I found function by function was ideal use of an LLM for my limited programming and skills. If your functions are too big and complicated to get useful output from an LLM in a couple prompts you probably need to split up that function.
You need to plot the functions and how they fit together yourself. You need to test.
As far as I can tell LLMs replace junior developers just fine if you know how to prompt. You now need to be a senior dev pair programmer, tester, product manager, and project manager.
Some developers lack the skills needed for that shift. Some lack the ability to break the frame of their existing workflow and break the frame of the PR that it will just do it for you to see the middle way. Those types are struggling.
I'm not a dev. I used that function by function approach and turned out a couple thousand lines of code in a week. It has run 247365 for a few months now without fault.
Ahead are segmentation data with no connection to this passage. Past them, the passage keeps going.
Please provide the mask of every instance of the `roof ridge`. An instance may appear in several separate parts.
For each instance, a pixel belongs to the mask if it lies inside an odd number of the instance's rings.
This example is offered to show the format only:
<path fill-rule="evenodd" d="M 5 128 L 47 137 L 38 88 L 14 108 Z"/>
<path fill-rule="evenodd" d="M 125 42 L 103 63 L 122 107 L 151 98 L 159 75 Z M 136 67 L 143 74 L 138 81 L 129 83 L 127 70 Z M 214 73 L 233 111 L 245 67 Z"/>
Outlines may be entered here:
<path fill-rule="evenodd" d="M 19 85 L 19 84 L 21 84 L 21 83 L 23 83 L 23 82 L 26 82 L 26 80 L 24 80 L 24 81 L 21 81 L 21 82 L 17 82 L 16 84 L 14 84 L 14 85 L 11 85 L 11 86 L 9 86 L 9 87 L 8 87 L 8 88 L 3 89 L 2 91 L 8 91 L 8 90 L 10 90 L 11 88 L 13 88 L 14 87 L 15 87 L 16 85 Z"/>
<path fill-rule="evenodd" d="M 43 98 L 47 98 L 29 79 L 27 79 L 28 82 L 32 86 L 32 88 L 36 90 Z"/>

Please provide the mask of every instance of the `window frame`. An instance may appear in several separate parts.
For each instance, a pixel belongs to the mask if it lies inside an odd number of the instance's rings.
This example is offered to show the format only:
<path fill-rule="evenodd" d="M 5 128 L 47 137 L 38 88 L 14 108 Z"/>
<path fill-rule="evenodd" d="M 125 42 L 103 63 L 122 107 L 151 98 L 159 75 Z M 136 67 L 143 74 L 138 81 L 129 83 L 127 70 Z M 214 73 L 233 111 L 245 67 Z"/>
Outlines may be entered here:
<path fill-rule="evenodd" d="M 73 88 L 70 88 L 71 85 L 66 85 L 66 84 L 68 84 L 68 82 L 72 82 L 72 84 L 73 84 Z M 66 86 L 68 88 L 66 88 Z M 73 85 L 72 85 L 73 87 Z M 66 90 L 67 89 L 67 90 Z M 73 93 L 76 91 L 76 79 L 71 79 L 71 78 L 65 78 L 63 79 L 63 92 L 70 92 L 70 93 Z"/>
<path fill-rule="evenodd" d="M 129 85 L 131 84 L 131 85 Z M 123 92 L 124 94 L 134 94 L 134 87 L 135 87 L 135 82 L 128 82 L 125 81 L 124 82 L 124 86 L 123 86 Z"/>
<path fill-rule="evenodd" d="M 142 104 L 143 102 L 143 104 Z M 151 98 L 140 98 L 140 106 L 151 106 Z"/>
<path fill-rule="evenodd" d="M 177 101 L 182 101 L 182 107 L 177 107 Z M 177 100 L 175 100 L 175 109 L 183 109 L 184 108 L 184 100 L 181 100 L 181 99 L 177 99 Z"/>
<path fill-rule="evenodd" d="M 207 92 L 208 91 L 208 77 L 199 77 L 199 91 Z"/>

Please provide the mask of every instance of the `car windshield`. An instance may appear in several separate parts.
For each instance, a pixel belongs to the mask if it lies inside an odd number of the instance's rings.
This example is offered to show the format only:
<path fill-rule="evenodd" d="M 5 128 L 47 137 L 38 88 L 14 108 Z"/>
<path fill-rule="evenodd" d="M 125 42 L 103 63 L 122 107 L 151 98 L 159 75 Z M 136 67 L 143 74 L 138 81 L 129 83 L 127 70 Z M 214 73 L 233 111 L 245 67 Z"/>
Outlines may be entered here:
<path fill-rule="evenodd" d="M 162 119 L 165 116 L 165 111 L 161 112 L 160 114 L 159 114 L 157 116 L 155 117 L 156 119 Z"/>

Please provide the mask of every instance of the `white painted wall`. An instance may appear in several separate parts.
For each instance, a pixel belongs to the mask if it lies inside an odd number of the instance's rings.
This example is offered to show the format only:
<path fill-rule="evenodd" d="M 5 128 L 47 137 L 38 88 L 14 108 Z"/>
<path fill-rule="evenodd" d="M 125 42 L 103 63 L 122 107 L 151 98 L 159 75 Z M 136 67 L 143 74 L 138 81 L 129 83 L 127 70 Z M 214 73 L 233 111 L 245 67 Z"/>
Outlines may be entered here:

yep agreed. at this point in time you still need to do the bulk of the work, design, understanding, planning, testing, etc and use the LLMs for focused questions. the incredible part is now those focused questions can be about a small piece of an enormous system that the LLM can actually go make sense of.. but your direction and focus are still the make or break factor to succeess.
if you trust it to do the whole thing you're gonna have a bad time. and you're gonna think "I just need to adjust my approach a little, THEN it'll fix everything for me...." on repeat as you burn through credits and give all your money to the overlords 😊
I'm on a flat fee with kagi. My mistakes don't run up the bill thankfully, I'd be broke.
The second time I caught it changing bits of my code unrelated to the prompt I knew it couldn't do an entire program in its head at once any more than I can.